All patients completed the study. There were no medical problems during the training period related to the exercise program.
Influence of sports activities on motor disability.
There was a clear improvement in the UPDRS Σ score (P < 0.0001) and CURS Σ score (P < 0.0001) (Fig. 1). Most subscores of UPDRS also declined significantly: UPDRS part 1 (cognitive function and mood, P < 0.0001), part 2 (activities of daily living, P < 0.004), part 3 (motor score, P < 0.0001), part 4 (complications of treatment, P < 0.001), and part 6 (modified rating of activity of daily living according to Schwab/England, P < 0.007) (Fig. 2). UPDRS part 4 scoring complications of treatment in PD is divided in three parts: fluctuations, dyskinesias, and dystonia. There was no influence on fluctuations and dystonia by exercise training but there was on duration and severeness of dyskinesias. Dyskinesias improved in seven of the eight patients with dyskinesias. The exercise program had no effect on dyskinesias in one patient. In five patients, duration and severeness of dyskinesias improved, in one patient only duration of dyskinesias decreased, and in one patient severity of dyskinesias declined. Apart from the long-term effect, there was also a short-term effect on involuntary movements: immediately after each training session, patients with dyskinesias reported an improvement of dyskinesias during the exercise training. Subscore 5 (modified stage rating according to H&Y) did not change during physical therapy.
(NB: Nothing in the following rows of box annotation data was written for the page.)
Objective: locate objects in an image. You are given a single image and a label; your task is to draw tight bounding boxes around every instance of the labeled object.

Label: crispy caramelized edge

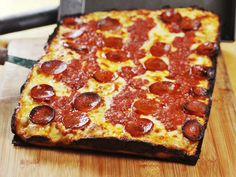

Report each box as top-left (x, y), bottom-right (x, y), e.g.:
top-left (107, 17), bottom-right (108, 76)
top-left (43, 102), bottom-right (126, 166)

top-left (11, 6), bottom-right (221, 165)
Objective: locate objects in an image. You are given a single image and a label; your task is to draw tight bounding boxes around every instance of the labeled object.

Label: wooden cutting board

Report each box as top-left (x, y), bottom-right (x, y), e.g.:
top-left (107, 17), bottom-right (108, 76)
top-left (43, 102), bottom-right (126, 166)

top-left (0, 39), bottom-right (236, 177)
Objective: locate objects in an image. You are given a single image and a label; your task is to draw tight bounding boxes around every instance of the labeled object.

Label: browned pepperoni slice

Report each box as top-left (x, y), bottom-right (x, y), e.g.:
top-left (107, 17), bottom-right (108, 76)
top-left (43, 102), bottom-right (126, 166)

top-left (144, 58), bottom-right (168, 71)
top-left (149, 81), bottom-right (175, 95)
top-left (63, 41), bottom-right (89, 54)
top-left (40, 60), bottom-right (67, 75)
top-left (125, 119), bottom-right (153, 137)
top-left (180, 18), bottom-right (201, 31)
top-left (104, 37), bottom-right (123, 49)
top-left (191, 87), bottom-right (208, 96)
top-left (182, 120), bottom-right (203, 141)
top-left (29, 105), bottom-right (55, 125)
top-left (93, 70), bottom-right (114, 83)
top-left (184, 100), bottom-right (207, 117)
top-left (150, 42), bottom-right (170, 57)
top-left (190, 65), bottom-right (215, 79)
top-left (197, 42), bottom-right (219, 56)
top-left (74, 92), bottom-right (102, 112)
top-left (105, 50), bottom-right (128, 62)
top-left (133, 99), bottom-right (158, 115)
top-left (161, 9), bottom-right (182, 23)
top-left (63, 17), bottom-right (76, 26)
top-left (63, 113), bottom-right (91, 129)
top-left (63, 29), bottom-right (84, 39)
top-left (97, 17), bottom-right (121, 31)
top-left (30, 84), bottom-right (55, 101)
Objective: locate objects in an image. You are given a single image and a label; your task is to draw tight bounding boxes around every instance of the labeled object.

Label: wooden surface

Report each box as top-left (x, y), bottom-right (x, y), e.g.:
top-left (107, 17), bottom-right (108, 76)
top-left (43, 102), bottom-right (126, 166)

top-left (0, 40), bottom-right (236, 177)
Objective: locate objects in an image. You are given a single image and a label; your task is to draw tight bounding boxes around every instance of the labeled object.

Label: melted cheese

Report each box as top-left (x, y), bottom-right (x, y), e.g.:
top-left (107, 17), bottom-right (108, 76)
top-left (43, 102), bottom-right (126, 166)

top-left (16, 8), bottom-right (219, 155)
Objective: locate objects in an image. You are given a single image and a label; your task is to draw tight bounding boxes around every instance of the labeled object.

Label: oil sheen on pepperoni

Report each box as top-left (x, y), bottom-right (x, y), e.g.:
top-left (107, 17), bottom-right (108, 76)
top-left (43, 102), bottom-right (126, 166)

top-left (104, 37), bottom-right (123, 49)
top-left (196, 42), bottom-right (219, 56)
top-left (180, 18), bottom-right (201, 31)
top-left (29, 105), bottom-right (55, 125)
top-left (40, 60), bottom-right (67, 75)
top-left (93, 70), bottom-right (114, 83)
top-left (97, 17), bottom-right (121, 31)
top-left (150, 42), bottom-right (171, 57)
top-left (105, 50), bottom-right (128, 62)
top-left (133, 99), bottom-right (158, 115)
top-left (74, 92), bottom-right (102, 112)
top-left (144, 58), bottom-right (168, 71)
top-left (149, 81), bottom-right (175, 95)
top-left (161, 9), bottom-right (182, 23)
top-left (63, 113), bottom-right (91, 129)
top-left (125, 119), bottom-right (153, 137)
top-left (30, 84), bottom-right (55, 101)
top-left (184, 100), bottom-right (207, 117)
top-left (182, 120), bottom-right (203, 141)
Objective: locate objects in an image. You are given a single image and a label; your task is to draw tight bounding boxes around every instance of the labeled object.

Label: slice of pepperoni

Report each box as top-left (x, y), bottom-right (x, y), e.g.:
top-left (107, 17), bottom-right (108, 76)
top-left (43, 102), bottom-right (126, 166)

top-left (150, 42), bottom-right (171, 57)
top-left (29, 105), bottom-right (55, 125)
top-left (133, 99), bottom-right (159, 115)
top-left (184, 100), bottom-right (207, 117)
top-left (104, 37), bottom-right (123, 49)
top-left (125, 119), bottom-right (154, 137)
top-left (144, 58), bottom-right (168, 71)
top-left (161, 9), bottom-right (182, 23)
top-left (105, 50), bottom-right (128, 62)
top-left (180, 18), bottom-right (201, 31)
top-left (190, 65), bottom-right (215, 79)
top-left (63, 41), bottom-right (89, 55)
top-left (149, 81), bottom-right (176, 95)
top-left (93, 70), bottom-right (115, 83)
top-left (63, 17), bottom-right (77, 26)
top-left (196, 42), bottom-right (219, 56)
top-left (97, 17), bottom-right (121, 31)
top-left (182, 120), bottom-right (203, 141)
top-left (40, 60), bottom-right (67, 75)
top-left (74, 92), bottom-right (102, 112)
top-left (63, 28), bottom-right (85, 39)
top-left (63, 113), bottom-right (91, 129)
top-left (30, 84), bottom-right (55, 101)
top-left (191, 87), bottom-right (208, 96)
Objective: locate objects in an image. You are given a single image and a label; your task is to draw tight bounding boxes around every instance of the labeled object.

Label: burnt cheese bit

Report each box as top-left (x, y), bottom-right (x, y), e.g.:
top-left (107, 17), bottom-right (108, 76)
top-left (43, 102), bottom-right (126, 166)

top-left (180, 17), bottom-right (201, 31)
top-left (149, 81), bottom-right (176, 95)
top-left (93, 70), bottom-right (115, 83)
top-left (190, 87), bottom-right (208, 97)
top-left (183, 100), bottom-right (208, 117)
top-left (182, 120), bottom-right (203, 141)
top-left (133, 99), bottom-right (158, 115)
top-left (40, 60), bottom-right (67, 75)
top-left (97, 17), bottom-right (121, 31)
top-left (160, 9), bottom-right (182, 23)
top-left (125, 119), bottom-right (154, 137)
top-left (144, 58), bottom-right (168, 71)
top-left (29, 105), bottom-right (55, 125)
top-left (62, 113), bottom-right (91, 129)
top-left (74, 92), bottom-right (102, 112)
top-left (150, 42), bottom-right (171, 57)
top-left (189, 65), bottom-right (215, 79)
top-left (30, 84), bottom-right (55, 101)
top-left (196, 42), bottom-right (219, 56)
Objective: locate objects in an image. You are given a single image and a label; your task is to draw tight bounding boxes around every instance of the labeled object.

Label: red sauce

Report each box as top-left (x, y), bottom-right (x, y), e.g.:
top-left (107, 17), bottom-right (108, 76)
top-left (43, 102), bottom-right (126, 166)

top-left (37, 14), bottom-right (210, 136)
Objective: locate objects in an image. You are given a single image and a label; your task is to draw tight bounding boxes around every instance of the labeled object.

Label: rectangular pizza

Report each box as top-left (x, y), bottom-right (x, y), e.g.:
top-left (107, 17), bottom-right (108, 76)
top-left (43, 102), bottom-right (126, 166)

top-left (12, 8), bottom-right (220, 164)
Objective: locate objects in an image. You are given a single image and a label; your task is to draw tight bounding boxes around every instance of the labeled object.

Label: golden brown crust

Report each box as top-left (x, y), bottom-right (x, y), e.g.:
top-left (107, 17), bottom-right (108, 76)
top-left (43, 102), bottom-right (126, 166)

top-left (11, 7), bottom-right (220, 165)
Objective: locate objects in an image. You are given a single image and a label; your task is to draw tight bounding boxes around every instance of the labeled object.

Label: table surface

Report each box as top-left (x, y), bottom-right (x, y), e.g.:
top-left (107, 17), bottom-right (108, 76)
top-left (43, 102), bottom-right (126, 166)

top-left (0, 0), bottom-right (236, 177)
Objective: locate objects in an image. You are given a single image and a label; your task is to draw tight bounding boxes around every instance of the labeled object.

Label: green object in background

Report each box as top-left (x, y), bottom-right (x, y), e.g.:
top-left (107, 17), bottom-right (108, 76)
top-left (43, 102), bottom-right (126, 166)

top-left (7, 55), bottom-right (37, 69)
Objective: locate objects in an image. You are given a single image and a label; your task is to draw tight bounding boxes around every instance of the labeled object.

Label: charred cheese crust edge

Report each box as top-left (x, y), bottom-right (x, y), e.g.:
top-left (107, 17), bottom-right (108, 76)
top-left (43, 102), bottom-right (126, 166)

top-left (11, 8), bottom-right (220, 165)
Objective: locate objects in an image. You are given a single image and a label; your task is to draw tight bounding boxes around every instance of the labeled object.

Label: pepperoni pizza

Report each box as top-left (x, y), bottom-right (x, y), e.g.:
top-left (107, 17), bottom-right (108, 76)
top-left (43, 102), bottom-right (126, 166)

top-left (12, 8), bottom-right (219, 164)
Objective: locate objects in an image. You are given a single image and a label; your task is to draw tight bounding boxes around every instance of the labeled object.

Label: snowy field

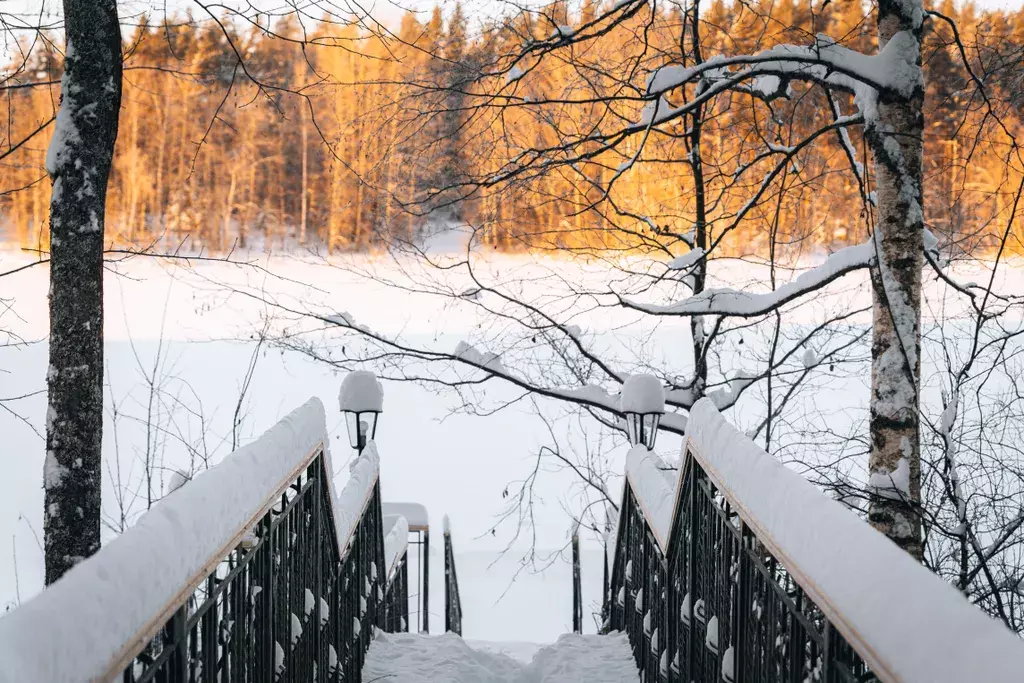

Walking time for Webster Step Second Test decreased significantly (P < 0.0001) during the training period (Fig. 2). Time for Purdue-Pegboard 20 pin improved on the right (P < 0.0001) and left (P < 0.004) hand significantly (Fig. 3).
BMT Σ score showed clearly significant improvement (P < 0.0001). The subscores of BMT to strength (P < 0.0001), motor skill coordination (P < 0.0001), and flexibility (P < 0.0001) also improved significantly. Data of BMT Σ score and BMT subscores are shown in Figure 4.
Influence of sports activities on subjective well-being and cognitive function.
There was a clear improvement of subjective well-being. Σ scores of Adjective Mood Questionnaire of Zeersen improved significantly (P < 0.0001). In addition Σ score of Sickness Impact Profile showed significant improvement (P < 0.002) as well as the SIP subscores to physical (SD1, P < 0.001) and psychosocial (SD2, P < 0.006) dimension (Fig. 5). Cognitive function measured by Mini Mental State remained unchanged during the study, exam.1–4: mean ± SD: 28.7 ± 1.8 → 28.7 ± 1.7 → 28.6 ± 2.0 → 28.8 ± 1.9 points (NS).
There was only a minimal loss of regained motor skills 6 wk after termination of intensive exercise therapy focused on sports activity. A sustained ongoing effect outlasting the active training period for at least 6 wk could be achieved.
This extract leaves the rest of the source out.